Hi chris. I knew your dad very well. I got my first scorpion sting in his old shop on Willis Street lol.
Very sad when we heard he had passed away a few years ago. (If you came to the club more often you'd have known Alex :devil::Na_Na_Na_Na
He was a great character.


----------



## carlo69 (Apr 12, 2007)

*hi*

Hello , I also used to use the shop regularly and new ron well, Having moved from the area i had not heard about his death r.i.p Ron ,and thanks for the great start in a great hobby.

Carl


----------



## Alex M (May 28, 2008)

Caz said:


> Hi chris. I knew your dad very well. I got my first scorpion sting in his old shop on Willis Street lol.
> Very sad when we heard he had passed away a few years ago. (If you came to the club more often you'd have known Alex :devil::Na_Na_Na_Na
> He was a great character.


I've lived in Dorset/London some years now so i feel it's fairly understandable i'd not heard of Ron's passing. I was a very regular customer at his shop back in the day, and always have a fond memory of Ron claiming he knew nothing about the Podarcis that had taken up residency in the kids mini playground just outside his shop on Willis St


----------



## grazzzz (Feb 2, 2009)

Alex M said:


> I've lived in Dorset/London some years now so i feel it's fairly understandable i'd not heard of Ron's passing. I was a very regular customer at his shop back in the day, and always have a fond memory of Ron claiming he knew nothing about the Podarcis that had taken up residency in the kids mini playground just outside his shop on Willis St


 

That made me smile i didnt know him or his shop but as the previous guy said "we all owe alot to the pioneers of herpertology" although we'd all be a lot richer too without the hobby.

R.I.P Ron


----------



## Theodore (Apr 6, 2009)

As a wee nipper I was always bugging my folks to take me to Rons Reptiles! Always think about it when I walk past both places it used to be.


----------



## pinktoe (Feb 12, 2009)

Hi,
I just wanted to say my OH (I willl tel him about this) he loved Ron's shop and I can remeber when my parents got couple snakes from him.I can say I only remeber a little as I was very young at the time.

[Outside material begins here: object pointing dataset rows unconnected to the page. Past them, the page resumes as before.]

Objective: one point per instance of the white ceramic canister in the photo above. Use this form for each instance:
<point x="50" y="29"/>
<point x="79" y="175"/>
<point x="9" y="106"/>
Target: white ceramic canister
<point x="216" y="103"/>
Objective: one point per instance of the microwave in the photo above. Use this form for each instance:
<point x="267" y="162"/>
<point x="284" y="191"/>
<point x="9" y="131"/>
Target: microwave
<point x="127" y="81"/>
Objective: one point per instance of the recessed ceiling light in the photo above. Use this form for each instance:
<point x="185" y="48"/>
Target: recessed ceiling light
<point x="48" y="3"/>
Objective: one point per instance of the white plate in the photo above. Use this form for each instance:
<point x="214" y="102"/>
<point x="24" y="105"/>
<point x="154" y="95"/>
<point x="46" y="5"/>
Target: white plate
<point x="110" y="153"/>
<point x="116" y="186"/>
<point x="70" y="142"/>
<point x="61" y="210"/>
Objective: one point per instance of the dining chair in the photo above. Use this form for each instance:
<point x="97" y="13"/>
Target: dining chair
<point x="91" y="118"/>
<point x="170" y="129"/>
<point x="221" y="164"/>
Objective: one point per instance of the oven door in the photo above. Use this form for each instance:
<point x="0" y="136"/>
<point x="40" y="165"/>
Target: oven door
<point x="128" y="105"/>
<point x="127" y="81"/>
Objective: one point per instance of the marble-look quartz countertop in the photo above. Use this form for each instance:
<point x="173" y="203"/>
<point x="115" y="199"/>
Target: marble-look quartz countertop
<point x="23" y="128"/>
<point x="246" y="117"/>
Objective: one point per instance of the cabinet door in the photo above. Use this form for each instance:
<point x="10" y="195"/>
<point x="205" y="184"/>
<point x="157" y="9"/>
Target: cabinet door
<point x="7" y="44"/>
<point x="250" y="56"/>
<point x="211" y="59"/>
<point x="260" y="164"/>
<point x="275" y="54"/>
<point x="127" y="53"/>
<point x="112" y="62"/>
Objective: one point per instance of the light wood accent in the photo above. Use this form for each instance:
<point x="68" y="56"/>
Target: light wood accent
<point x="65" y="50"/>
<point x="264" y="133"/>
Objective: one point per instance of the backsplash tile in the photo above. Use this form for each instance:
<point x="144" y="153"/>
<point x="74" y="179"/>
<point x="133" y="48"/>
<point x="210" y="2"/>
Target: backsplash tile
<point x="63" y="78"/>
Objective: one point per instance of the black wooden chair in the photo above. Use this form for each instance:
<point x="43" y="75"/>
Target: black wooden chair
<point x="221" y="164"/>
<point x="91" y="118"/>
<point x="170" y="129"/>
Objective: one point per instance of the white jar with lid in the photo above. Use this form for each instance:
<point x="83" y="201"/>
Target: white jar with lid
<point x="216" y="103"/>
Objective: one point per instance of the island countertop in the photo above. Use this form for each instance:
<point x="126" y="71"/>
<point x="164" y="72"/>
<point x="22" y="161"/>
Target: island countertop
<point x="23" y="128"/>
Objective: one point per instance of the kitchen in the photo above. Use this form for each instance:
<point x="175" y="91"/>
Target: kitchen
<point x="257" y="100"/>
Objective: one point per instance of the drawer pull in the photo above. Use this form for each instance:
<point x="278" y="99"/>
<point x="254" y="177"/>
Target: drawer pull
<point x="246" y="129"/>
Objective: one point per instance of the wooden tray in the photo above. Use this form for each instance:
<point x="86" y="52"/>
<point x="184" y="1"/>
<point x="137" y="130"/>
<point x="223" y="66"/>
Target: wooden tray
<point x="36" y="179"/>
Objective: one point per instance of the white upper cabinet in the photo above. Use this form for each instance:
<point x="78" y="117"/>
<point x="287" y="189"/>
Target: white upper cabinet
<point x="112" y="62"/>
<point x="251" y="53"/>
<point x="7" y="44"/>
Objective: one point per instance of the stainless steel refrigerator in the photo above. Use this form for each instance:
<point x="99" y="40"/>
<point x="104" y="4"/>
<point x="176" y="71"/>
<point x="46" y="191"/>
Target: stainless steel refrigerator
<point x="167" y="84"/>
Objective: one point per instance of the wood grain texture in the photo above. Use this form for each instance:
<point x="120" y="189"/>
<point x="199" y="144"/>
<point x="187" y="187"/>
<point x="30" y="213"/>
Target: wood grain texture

R.I.P Ron your missed very much


----------



## vampyrdeath (Feb 12, 2009)

I have much love for Ron he was a hero to me and still is for the exotic buisness nothing will ever match his place i miss Ron and the store so much he really was a king among exotic sales its hard to express exactly how i feel i used to work P/T for Ron when i was younger so did my father maybe you remember Chris my father chris the headbanger and his 2 children we used to help Ron in both of the stores he has in norwich the one on the 2nd floor past john lewis and the one behind the square.Your father will always remain on top of exotics the compition will never come close to his place i remember everything from back then i remember on my birthday your father gave me a B.albiceps male as a gift i loved that tarantula recently died 3 months ago of old age.

Ron never failed to deliver anything asked of him always cared for the animals most times i think when i have to buy exotics and equiptment or need advice "i wish ron was still around" 

He was the man.


----------



## slakey (Aug 11, 2007)

*Never went to Ron's Reptiles, might've been out of my timescale *im only 19*
I most probably wasn't interested in reptiles when his shop was up and running, only came into the herp world 2 years ago really.

Has anyone been to Felixstowe Reptiles shop? I might try them sometime, as the shops in Norwich aren't great, but better then nothing.
*


----------



## Jaffajake (Jul 19, 2013)

I know this is now an Ancient thread and I know this is my first post, but when I went into the shop when I was little, I ran out in tears after some woman in rags stood there staring at me. Was weird.


----------